[Interview] : Dick Annegarn : “On est deux est une chanson intemporelle”
En concert au Bataclan le 18 mai prochain, Dick Annegarn a sorti, en novembre 2016, son dernier album intitulé Twist, dans lequel on retrouve le chanteur français Raphaël, sur le titre On est deux. En exclusivité, TouteLaCulture vous dévoile le clip mettant en image cette collaboration. Le Néerlandais revient sur l’histoire de ce duo et de sa mise en images.
Racontez-nous votre vision de cette live-session que l’on pourrait qualifier d’intimiste.

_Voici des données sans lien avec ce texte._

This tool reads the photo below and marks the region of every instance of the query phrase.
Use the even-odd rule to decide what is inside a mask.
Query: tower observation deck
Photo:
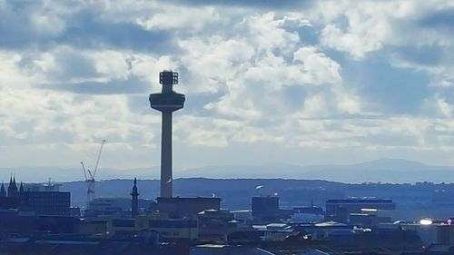
[[[163,91],[150,94],[150,105],[163,113],[161,136],[161,197],[172,197],[172,115],[184,106],[185,97],[173,91],[178,84],[178,73],[163,71],[159,74]]]

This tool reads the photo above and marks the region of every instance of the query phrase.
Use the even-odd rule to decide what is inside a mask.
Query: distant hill
[[[107,169],[101,167],[97,180],[109,179],[159,179],[159,166],[149,169]],[[62,169],[54,167],[0,168],[3,181],[15,172],[19,181],[55,181],[83,180],[81,168]],[[397,159],[380,159],[350,165],[299,166],[287,163],[262,165],[219,165],[175,170],[175,178],[285,178],[301,180],[327,180],[348,183],[360,182],[454,182],[454,167],[426,165],[417,162]],[[2,181],[2,180],[0,180]]]
[[[179,172],[182,177],[291,178],[360,182],[454,182],[454,167],[426,165],[417,162],[380,159],[351,165],[298,166],[284,163],[210,166]]]

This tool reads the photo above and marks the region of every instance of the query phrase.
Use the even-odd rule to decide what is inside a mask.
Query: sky
[[[453,165],[452,34],[449,0],[0,0],[0,168],[159,166],[163,70],[176,172]]]

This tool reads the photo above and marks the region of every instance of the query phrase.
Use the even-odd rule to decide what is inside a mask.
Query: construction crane
[[[85,183],[87,185],[86,190],[86,208],[88,208],[88,204],[94,198],[94,176],[96,175],[96,172],[98,171],[99,160],[101,159],[101,153],[103,152],[103,147],[104,146],[105,140],[103,140],[101,142],[101,147],[99,148],[98,157],[96,159],[96,164],[94,165],[94,169],[90,171],[90,169],[85,168],[85,164],[84,162],[81,162],[82,169],[84,170],[84,175],[85,177]]]

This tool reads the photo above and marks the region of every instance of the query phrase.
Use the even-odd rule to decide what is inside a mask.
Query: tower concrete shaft
[[[173,84],[178,83],[178,74],[164,71],[160,74],[163,91],[150,94],[150,105],[163,114],[161,137],[161,197],[172,197],[172,115],[174,111],[184,106],[184,94],[173,91]]]

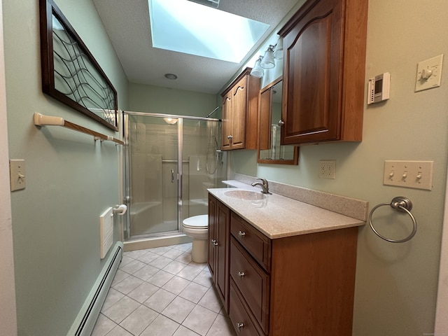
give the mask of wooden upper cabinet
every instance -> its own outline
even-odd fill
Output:
[[[360,141],[368,0],[309,0],[284,37],[281,144]]]
[[[260,79],[246,68],[223,92],[222,149],[257,149]]]

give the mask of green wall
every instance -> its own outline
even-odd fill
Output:
[[[134,112],[205,117],[216,106],[220,106],[216,94],[135,83],[129,86],[129,109]],[[210,118],[222,115],[219,108]]]
[[[370,1],[365,83],[390,72],[391,98],[365,106],[362,142],[301,146],[297,167],[257,164],[254,150],[232,153],[234,172],[365,200],[370,209],[395,196],[411,200],[419,227],[410,241],[383,241],[368,224],[359,230],[354,336],[433,331],[448,148],[447,66],[440,88],[414,88],[418,62],[440,54],[446,61],[448,11],[444,0],[421,5]],[[336,160],[336,179],[318,177],[320,160]],[[433,160],[433,190],[383,186],[386,160]],[[377,211],[375,223],[384,230],[400,219],[386,207]],[[399,217],[393,232],[404,237],[412,223]]]
[[[127,108],[127,81],[92,1],[56,2]],[[118,136],[42,93],[38,1],[4,0],[3,10],[9,156],[25,160],[27,176],[26,188],[11,193],[18,332],[61,336],[104,266],[99,216],[119,202],[121,147],[34,126],[39,112]]]

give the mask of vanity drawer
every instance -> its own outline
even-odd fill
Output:
[[[239,336],[264,336],[265,334],[255,327],[256,323],[252,321],[250,313],[246,310],[243,300],[240,298],[238,290],[234,288],[234,284],[230,281],[230,296],[229,316]]]
[[[230,277],[261,328],[267,332],[270,276],[234,237],[230,239]]]
[[[232,213],[230,233],[266,270],[270,270],[271,239],[238,215]]]

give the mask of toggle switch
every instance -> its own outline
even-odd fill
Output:
[[[24,189],[26,186],[25,160],[10,160],[9,175],[11,191]]]
[[[415,92],[440,86],[443,54],[417,64]]]
[[[433,161],[384,161],[383,184],[430,190]]]

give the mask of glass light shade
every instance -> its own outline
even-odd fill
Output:
[[[265,56],[263,56],[260,66],[263,69],[272,69],[275,66],[275,63],[274,62],[274,46],[269,46],[266,52],[265,52]]]
[[[260,56],[258,59],[257,59],[255,62],[255,65],[252,70],[251,71],[251,76],[253,77],[255,77],[257,78],[260,78],[265,76],[265,70],[260,66],[261,63],[261,60],[262,59],[262,56]]]
[[[277,44],[275,45],[274,49],[274,58],[276,59],[281,59],[283,58],[283,38],[279,37]]]
[[[163,120],[165,120],[165,122],[169,125],[173,125],[177,122],[177,119],[174,118],[164,118]]]

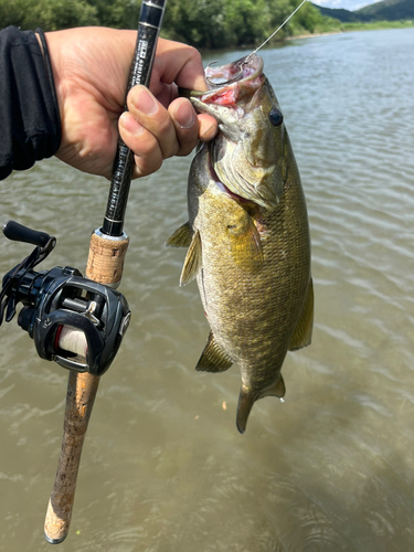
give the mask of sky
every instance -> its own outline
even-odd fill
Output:
[[[312,0],[314,3],[318,6],[323,6],[323,8],[339,9],[343,8],[344,10],[359,10],[364,6],[369,6],[371,3],[376,2],[378,0]]]

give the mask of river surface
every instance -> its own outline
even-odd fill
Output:
[[[414,550],[414,29],[263,51],[307,195],[316,319],[286,401],[235,427],[236,365],[197,373],[209,333],[185,252],[190,159],[135,181],[121,291],[132,309],[103,376],[62,552]],[[220,61],[241,57],[226,52]],[[216,59],[205,57],[205,62]],[[84,270],[108,183],[52,159],[0,184],[1,220],[57,237],[41,265]],[[0,274],[30,251],[0,240]],[[0,330],[0,550],[51,550],[43,521],[67,372]]]

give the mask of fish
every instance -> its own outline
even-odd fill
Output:
[[[310,344],[314,325],[306,200],[263,68],[256,54],[209,66],[210,89],[187,94],[198,113],[217,120],[219,132],[198,146],[189,221],[167,241],[188,247],[180,285],[197,279],[211,329],[195,369],[240,367],[240,433],[255,401],[285,395],[287,351]]]

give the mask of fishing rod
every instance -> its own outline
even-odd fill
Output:
[[[126,96],[138,84],[149,87],[166,2],[142,1]],[[123,229],[134,164],[134,152],[119,138],[104,223],[92,234],[86,266],[87,278],[110,287],[120,283],[129,242]],[[123,332],[128,321],[124,321]],[[68,532],[82,446],[98,383],[99,375],[91,372],[70,374],[61,456],[44,523],[45,539],[52,544],[62,542]]]
[[[126,96],[138,84],[149,87],[166,3],[142,1]],[[128,302],[116,288],[129,242],[124,220],[134,164],[134,152],[119,138],[105,217],[91,237],[85,278],[68,266],[34,270],[53,251],[56,238],[14,221],[3,226],[6,237],[35,248],[3,277],[0,325],[3,318],[11,321],[22,302],[18,323],[34,340],[40,357],[70,370],[62,449],[44,523],[45,539],[52,544],[68,533],[99,379],[113,362],[130,319]]]

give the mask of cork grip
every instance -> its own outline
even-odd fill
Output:
[[[86,277],[99,284],[114,285],[123,276],[124,259],[128,248],[128,237],[106,238],[96,232],[91,236]]]
[[[91,238],[86,276],[100,284],[119,283],[127,247],[126,236],[112,240],[95,232]],[[70,373],[61,456],[44,523],[45,539],[52,544],[64,541],[68,533],[82,447],[98,384],[97,375]]]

Dick Annegarn : C’est plus un making-of qu’un clip. Il montre un chantier, un atelier. Tout a été fait en live. Il n’y a pas de “rerecording”. Quand je me vois dans le clip, je m’aperçois que je suis pieds nus, que je ne suis pas rasé. Raphaël, lui, est venu en toute décontraction. Il n’y a pas de mise en scène. On a juste l’amitié et le sens musical pour animer une séance. Ça ne se passe pas la nuit, nous ne sommes pas défoncés. Raphaël, il ne vend plus un million de disques et moi je n’en ai jamais vendu. On nous aurait payé un voyage en Arizona pour enregistrer un clip là-bas, je ne suis pas sûr que ça nous aurait convenu. Aujourd’hui, on nous retrouve là, dans une situation d’artistes qui ont des fortunes variables on va dire. C’est juste un studio, des instruments. Une situation de travail.
Pourquoi avoir choisi Raphaël pour interpréter cette chanson ?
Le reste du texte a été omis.